Нет, мой отец погиб не на войне –
Был слишком стар он, чтобы стать солдатом.
В эвакуации, в сибирской стороне
Преподавал он физику ребятам.
Он жил, как все. Как все, недоедал.
Как все, вздыхал над невесёлой сводкой,
Как все, порою горе заливал
На пайку хлеба выменянной водкой.
Ждал вести с фронта – писем от меня.
А почтальоны проходили мимо.
И вдалеке от дыма и огня
Был обожжён войной неизлечимо…

   Я не уверена, что на всех могилах тех длинных рядов захоронений советских бойцов, которые видела Юлия Друнина в сосновом бору Заводоуковска, были таблички с фамилиями и именами. Возможно, многие из тех умерших раненых и до сих пор числятся в списках без вести пропавших.
   В тыловые госпитали отправляли раненых с самыми тяжёлыми увечьями; с потерей памяти; не слышащих, не видящих, не говорящих, не ходящих.
   Их ждали дома; «а почтальоны проходили мимо». Не дождались ни писем, ни фронтовиков.
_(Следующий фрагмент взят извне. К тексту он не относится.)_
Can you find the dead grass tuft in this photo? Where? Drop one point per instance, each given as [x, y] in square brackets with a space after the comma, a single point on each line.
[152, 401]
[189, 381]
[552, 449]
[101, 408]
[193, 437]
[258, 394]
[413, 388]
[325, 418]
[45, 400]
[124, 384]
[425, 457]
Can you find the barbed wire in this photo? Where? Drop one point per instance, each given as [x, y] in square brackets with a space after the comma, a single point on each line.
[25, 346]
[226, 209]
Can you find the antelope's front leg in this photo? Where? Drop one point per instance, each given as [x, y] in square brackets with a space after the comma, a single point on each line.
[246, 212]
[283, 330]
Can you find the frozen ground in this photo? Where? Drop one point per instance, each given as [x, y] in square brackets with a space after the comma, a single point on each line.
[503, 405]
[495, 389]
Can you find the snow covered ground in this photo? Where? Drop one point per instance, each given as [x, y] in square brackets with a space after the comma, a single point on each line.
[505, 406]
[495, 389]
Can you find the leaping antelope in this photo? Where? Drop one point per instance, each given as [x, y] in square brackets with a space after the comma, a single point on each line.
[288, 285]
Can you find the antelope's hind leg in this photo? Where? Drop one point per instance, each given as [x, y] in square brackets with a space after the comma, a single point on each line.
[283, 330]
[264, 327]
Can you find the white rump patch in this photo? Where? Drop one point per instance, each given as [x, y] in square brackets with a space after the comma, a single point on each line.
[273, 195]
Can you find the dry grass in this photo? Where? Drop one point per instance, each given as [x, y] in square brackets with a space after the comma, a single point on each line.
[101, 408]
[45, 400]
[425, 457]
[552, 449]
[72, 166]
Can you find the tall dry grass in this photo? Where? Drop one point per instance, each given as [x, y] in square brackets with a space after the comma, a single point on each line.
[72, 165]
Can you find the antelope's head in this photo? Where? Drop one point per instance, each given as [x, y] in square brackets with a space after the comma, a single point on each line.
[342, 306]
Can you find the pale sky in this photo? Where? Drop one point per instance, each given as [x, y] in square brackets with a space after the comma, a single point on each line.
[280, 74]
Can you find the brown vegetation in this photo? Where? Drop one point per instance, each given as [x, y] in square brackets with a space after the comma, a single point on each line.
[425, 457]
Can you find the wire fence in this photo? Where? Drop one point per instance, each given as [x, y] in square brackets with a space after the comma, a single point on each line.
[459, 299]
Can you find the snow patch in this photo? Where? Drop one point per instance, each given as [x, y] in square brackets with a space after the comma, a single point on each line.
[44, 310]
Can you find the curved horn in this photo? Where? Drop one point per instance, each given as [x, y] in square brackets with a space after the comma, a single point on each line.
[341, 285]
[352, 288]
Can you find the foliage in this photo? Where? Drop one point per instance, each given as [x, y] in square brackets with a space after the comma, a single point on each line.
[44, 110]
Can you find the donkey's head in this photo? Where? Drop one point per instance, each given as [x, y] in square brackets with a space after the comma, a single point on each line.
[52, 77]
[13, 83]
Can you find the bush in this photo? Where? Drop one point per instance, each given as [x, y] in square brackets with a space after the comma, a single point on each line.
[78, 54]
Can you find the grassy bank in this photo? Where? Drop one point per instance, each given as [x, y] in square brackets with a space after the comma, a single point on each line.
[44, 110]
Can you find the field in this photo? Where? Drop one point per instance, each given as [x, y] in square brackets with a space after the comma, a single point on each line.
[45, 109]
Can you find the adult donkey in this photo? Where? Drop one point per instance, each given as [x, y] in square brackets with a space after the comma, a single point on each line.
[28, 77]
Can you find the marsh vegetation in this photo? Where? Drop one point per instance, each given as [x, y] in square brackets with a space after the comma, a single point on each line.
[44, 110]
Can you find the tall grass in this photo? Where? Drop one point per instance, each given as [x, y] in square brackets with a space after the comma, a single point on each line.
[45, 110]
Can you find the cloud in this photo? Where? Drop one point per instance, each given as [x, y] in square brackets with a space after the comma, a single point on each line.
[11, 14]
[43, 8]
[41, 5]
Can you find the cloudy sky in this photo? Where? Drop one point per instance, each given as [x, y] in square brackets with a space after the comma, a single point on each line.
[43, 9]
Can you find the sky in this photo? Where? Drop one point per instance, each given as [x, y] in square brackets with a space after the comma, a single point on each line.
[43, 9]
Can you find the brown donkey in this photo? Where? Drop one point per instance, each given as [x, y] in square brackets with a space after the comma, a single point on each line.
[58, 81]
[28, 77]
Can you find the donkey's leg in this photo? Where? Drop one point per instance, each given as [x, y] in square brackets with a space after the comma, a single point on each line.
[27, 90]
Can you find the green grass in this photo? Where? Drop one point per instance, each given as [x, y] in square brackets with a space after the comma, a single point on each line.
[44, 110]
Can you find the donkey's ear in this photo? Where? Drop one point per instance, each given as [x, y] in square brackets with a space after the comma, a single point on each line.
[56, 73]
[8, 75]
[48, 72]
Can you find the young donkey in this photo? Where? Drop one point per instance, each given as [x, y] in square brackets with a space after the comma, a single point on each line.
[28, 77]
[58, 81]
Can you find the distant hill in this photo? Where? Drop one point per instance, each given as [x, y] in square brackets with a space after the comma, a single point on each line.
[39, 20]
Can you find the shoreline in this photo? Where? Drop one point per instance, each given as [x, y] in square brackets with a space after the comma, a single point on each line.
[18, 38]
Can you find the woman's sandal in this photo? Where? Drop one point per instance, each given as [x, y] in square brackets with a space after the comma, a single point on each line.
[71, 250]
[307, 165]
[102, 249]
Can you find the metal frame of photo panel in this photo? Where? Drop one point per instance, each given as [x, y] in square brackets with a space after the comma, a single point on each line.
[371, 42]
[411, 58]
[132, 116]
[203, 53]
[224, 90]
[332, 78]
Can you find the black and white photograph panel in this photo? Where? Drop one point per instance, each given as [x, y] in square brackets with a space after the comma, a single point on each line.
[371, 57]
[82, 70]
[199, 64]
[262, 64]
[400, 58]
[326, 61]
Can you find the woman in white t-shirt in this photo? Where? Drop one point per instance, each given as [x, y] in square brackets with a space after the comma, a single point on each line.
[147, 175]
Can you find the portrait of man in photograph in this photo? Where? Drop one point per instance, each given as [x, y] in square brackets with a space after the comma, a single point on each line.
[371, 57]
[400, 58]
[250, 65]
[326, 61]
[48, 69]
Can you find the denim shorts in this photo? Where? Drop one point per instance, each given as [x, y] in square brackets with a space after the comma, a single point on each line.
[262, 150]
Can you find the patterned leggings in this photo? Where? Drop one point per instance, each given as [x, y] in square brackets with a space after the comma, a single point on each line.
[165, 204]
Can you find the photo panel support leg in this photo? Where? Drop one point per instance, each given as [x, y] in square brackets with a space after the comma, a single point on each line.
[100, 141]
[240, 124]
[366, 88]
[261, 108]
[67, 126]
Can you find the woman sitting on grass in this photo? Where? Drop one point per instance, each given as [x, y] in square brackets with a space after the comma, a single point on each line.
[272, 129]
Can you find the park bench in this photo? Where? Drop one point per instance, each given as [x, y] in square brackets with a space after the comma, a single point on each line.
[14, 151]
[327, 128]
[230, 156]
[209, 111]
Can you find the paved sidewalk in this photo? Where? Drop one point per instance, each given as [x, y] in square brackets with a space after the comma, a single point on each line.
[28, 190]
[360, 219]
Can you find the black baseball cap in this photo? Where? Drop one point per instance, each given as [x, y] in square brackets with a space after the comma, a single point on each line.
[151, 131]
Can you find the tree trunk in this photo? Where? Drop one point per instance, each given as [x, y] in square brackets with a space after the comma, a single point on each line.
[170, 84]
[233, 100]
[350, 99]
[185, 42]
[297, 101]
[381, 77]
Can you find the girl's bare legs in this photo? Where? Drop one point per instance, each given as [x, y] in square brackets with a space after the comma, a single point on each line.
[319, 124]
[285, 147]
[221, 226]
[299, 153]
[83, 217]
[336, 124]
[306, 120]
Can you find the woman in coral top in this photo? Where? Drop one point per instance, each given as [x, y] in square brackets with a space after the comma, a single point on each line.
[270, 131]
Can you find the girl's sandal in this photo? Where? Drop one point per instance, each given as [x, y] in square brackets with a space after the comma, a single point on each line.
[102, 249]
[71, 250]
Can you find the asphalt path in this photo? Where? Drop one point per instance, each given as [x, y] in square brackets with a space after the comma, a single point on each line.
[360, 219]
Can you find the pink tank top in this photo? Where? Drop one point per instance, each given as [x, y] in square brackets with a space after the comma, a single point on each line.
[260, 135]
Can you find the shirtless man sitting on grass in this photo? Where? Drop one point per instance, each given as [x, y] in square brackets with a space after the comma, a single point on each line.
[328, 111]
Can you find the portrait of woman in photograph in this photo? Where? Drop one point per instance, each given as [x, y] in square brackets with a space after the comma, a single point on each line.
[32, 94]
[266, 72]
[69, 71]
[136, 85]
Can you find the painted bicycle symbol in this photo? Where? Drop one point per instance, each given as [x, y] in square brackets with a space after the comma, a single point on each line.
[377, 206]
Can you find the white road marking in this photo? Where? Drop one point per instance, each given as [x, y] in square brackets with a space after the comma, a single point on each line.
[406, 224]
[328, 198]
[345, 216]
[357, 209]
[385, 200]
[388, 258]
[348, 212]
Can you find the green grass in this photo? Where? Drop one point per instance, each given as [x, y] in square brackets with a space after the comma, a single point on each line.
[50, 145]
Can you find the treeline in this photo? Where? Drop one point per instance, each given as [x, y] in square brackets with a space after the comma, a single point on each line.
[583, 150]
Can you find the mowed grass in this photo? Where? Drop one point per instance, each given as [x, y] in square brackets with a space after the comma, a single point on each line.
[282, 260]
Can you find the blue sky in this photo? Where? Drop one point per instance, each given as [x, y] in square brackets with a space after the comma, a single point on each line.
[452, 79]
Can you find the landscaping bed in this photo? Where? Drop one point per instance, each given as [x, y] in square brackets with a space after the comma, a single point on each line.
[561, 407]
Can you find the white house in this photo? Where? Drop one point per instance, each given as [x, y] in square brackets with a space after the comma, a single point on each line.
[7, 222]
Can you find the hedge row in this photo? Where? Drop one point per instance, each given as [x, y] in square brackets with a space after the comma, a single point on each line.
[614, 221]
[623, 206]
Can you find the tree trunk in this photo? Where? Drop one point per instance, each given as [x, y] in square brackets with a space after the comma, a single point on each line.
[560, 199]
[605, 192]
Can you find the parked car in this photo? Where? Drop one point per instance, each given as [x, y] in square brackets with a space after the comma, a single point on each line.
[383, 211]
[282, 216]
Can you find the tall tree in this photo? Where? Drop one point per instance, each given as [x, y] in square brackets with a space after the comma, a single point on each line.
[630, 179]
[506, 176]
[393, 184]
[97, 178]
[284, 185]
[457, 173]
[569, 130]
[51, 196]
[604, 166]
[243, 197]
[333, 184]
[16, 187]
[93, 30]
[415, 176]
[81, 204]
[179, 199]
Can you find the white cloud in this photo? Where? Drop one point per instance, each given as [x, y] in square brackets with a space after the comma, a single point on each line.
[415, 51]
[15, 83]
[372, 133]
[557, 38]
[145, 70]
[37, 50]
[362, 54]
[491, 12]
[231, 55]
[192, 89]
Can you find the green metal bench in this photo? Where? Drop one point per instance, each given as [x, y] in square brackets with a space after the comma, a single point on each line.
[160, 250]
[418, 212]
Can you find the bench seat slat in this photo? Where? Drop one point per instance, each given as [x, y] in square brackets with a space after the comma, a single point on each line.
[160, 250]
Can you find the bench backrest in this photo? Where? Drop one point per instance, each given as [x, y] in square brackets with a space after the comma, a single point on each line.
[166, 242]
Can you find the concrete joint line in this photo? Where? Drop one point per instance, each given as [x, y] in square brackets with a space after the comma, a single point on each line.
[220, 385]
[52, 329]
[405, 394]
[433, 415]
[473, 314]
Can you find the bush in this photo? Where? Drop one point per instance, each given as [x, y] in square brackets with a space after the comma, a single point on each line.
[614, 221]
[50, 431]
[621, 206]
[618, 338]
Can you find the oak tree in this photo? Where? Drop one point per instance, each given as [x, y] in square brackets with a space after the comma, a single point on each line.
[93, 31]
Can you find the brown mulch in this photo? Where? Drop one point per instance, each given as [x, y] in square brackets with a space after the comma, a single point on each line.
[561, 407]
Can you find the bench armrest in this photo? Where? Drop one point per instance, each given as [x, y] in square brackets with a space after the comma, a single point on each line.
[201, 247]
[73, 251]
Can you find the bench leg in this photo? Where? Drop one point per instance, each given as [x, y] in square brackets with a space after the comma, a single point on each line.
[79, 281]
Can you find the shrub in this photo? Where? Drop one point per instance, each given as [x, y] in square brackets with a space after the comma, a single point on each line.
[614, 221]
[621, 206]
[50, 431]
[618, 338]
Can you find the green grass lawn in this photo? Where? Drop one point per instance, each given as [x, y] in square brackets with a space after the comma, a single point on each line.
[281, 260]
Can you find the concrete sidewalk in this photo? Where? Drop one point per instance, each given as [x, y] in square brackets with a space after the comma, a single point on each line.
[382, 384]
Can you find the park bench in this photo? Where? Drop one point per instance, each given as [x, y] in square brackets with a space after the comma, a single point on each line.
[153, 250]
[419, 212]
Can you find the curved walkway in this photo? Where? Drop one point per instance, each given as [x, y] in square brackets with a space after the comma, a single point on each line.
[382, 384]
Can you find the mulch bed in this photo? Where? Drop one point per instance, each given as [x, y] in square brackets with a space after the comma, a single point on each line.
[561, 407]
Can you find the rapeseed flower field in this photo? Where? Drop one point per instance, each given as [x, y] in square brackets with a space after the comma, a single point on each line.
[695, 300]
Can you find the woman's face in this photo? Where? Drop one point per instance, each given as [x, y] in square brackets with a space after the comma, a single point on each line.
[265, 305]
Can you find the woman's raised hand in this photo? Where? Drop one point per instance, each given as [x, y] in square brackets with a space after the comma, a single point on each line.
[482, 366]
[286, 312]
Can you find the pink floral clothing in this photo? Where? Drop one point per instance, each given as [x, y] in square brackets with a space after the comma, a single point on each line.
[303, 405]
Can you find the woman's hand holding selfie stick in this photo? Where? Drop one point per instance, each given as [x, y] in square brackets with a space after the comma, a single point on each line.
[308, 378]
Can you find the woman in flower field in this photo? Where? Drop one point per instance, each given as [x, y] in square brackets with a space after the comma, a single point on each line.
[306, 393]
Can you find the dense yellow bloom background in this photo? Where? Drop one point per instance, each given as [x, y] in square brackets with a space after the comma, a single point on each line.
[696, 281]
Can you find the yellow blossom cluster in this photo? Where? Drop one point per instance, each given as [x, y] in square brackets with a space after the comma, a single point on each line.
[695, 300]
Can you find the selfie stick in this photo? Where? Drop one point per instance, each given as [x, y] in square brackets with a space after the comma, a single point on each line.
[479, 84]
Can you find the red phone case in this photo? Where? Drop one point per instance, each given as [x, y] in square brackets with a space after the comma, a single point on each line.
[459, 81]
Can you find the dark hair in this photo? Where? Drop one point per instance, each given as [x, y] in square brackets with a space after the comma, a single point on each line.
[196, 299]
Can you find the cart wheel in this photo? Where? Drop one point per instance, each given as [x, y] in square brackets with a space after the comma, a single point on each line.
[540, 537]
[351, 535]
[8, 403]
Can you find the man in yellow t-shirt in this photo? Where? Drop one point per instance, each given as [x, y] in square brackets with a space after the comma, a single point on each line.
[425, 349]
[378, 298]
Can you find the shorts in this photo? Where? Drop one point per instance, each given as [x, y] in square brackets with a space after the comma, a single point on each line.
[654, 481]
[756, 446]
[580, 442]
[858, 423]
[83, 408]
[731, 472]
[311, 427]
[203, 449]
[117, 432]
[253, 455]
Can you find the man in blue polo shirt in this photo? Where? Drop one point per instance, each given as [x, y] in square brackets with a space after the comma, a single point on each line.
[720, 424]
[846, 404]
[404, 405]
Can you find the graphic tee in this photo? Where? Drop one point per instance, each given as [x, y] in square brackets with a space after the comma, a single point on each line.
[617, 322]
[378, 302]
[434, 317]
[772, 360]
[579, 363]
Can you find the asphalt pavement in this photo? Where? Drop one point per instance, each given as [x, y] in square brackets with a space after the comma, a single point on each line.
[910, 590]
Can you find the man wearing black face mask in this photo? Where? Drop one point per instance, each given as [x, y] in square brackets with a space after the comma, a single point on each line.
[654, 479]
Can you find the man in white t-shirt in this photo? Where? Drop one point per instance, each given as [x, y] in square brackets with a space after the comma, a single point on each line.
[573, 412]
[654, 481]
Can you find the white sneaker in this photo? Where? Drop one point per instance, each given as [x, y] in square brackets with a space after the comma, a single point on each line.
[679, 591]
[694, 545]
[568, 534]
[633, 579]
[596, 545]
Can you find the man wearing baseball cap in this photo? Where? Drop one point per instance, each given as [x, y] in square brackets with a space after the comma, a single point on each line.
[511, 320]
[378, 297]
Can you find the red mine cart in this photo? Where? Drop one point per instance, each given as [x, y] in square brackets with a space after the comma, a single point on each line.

   Надо надеяться на то, что кара Господа Бога не минет тех, кто сейчас посылает вооружение к границам России; а цель всех вооружений – убивать людей и разрушать окружающий мир. Среди тех, кто посылает различную боевую технику, опять немцы.
   К большому сожалению, и сейчас происходит то, о чём написал Сергей Орлов, танкист, дважды горевший в своём тяжёлом КВ, участник Великой Отечественной войны; поэт:

Давным-давно закончен бой,
Руками всех друзей
Положен парень в шар Земной,
Как будто в мавзолей…

   Нет, пусть люди живут! Земной шар предназначен совершенно для другого.

Второе: Эстония. Курица.

Я родом не из детства – из войны.
Раз, пробираясь партизанской тропкой,
Я поняла навек, что мы должны
Быть добрыми к любой травинке робкой…

   «Было это на Третьем Прибалтийском далёкой осенью сорок четвёртого, - вспоминала Юлия Владимировна. – Фашисты, отступавшие в то время на всех фронтах, в Прибалтике цеплялись ещё за каждый клочок земли.
   Я, санинструктор самоходного артполка, передвигалась вместе с батареями – на броне. А наша санитарная машина застряла где-то во втором или третьем эшелоне. Связи с ней не было. Между тем бинты таяли с невероятной быстротой: в наступлении всегда много раненых.

   И вот однажды на отбитом нами эстонском хуторе подошла ко мне взволнованная старуха. Она бережно держала раскудахтавшуюся грязно-белую курицу.
   Эстонка не говорила по-русски, но всё было ясно и без слов: у курицы была перебита лапка – и ей, видимо, досталось во время обстрела.
   Молчаливая просьба старухи не показалась мне странной. Я отнюдь не принадлежу к тем, кто почему-то считает боль исключительной привилегией человека.
   Но как отнесутся к подобной перевязке мои товарищи?

   Я пыталась что-то втолковать старой эстонке, но она молча совала мне в руки курицу.
   А солдаты уже окружили нас любопытным кольцом.
   И вдруг раздался укоризненный голос пожилого бойца:
   - Что ж ты, дочка, над живностью измываешься? ..
   Я раскрыла санитарную сумку. Кто-то услужливо обстругал ножом две щепы, и я наложила квочке шины по всем правилам медицины (получилось в рифму: «И я наложила квочке шины/По всем правилам медицины» - Л. П.).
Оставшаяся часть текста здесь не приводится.